When Alcoa's Point Henry workers met the Prime Minister Julia Gillard on Monday they should have advised her to call the aluminium company's bluff and dismiss its blatant rent seeking tactics.
Just over 12 months ago, the company's majority owner, Alcoa Inc of the US, declared the Australian operations were the jewel in the crown of all its regional plants.
In its annual review of global activities, Alcoa Inc wrote: "Alcoa of Australia ended 2010 in excellent shape, maintaining its place as one of the most profitable Alcoa regions and a critical element in the global Alcoa system. This came despite significant challenges, including uncertainty over carbon price legislation and a resources tax, energy security issues, rising production costs, and currency impacts."
A little over a year later, it beggars belief that one of Alcoa's plants is in financial distress and likely to close down, leaving 600 employees jobless.
Given that only one the "challenges" listed above has changed drastically – and that is that Alcoa now has certainty that it will be cushioned from the worst of the carbon tax – serious questions of rent seeking must be posed by the Federal Government.

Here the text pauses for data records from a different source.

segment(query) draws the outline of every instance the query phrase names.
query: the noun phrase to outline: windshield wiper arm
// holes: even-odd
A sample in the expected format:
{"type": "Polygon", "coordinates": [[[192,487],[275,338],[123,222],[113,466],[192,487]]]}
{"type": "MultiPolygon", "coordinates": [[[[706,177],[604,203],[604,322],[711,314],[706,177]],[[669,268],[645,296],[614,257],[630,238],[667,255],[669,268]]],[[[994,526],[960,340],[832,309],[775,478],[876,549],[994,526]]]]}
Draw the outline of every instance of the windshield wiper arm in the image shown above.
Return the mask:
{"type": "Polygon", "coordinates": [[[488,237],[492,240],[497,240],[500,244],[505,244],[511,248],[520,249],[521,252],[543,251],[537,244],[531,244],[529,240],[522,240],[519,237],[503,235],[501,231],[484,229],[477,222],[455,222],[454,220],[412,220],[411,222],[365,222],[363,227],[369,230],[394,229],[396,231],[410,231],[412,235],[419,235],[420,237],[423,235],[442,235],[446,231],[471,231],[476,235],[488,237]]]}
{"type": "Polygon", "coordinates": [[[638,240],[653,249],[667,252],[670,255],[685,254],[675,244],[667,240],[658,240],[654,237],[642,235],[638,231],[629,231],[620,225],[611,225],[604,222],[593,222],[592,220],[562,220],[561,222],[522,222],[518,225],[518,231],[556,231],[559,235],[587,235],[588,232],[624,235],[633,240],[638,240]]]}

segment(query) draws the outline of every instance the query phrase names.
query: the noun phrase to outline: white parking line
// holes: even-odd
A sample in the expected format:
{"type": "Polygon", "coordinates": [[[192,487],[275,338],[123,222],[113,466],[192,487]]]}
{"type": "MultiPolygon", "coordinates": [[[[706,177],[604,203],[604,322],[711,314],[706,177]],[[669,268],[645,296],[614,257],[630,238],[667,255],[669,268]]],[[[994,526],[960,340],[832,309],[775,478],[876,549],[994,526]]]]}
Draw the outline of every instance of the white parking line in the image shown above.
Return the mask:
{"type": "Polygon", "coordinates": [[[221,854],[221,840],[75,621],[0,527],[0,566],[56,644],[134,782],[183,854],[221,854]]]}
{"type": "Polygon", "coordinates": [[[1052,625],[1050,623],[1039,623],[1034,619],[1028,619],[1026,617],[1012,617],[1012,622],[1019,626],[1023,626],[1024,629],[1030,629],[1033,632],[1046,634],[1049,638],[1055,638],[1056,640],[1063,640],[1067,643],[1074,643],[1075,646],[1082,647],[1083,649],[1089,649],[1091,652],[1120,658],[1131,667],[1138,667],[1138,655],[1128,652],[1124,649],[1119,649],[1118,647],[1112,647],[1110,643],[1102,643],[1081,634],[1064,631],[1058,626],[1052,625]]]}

Further, Opposition leader Tony Abbott needs to, in his own words, "move on" from blaming the proposed carbon price for every manufacturer's decision to cut Australian jobs.
Bewilderingly, his climate change spokesman Greg Hunt repeated criticism of the carbon price again on Monday even though Alcoa has publicly and consistently distanced the review of its Geelong operations from the imminent carbon tax.
Head of Alcoa in Australia Alan Cransberg is on the record, thus: "It (is) important to note that the review has not been prompted by a future price on carbon. The present situation is a result of low metal prices, a high Australian dollar, and input costs. The future price on carbon would be an additional cost, however Point Henry smelter is already losing money.''
Alcoa could have elaborated by explaining that in many countries where there already is a price on carbon that aluminium sectors are in fact thriving.
Germany, for instance, is building smelters not axing them because the nation's industrialists understand that demand for aluminium is set to grow and grow, especially as limits on carbon emissions are tightened further.
According to the German aluminium industry association, GDA, aluminium is processed in 600 plants in Germany and in 2009 the sector employed 73,000 people directly.
Now Germany's manufacturers have for years factored into their operating costs a price on carbon - in the form of emissions trading and feed-in-tariffs that require electricity generators to purchase renewable energy.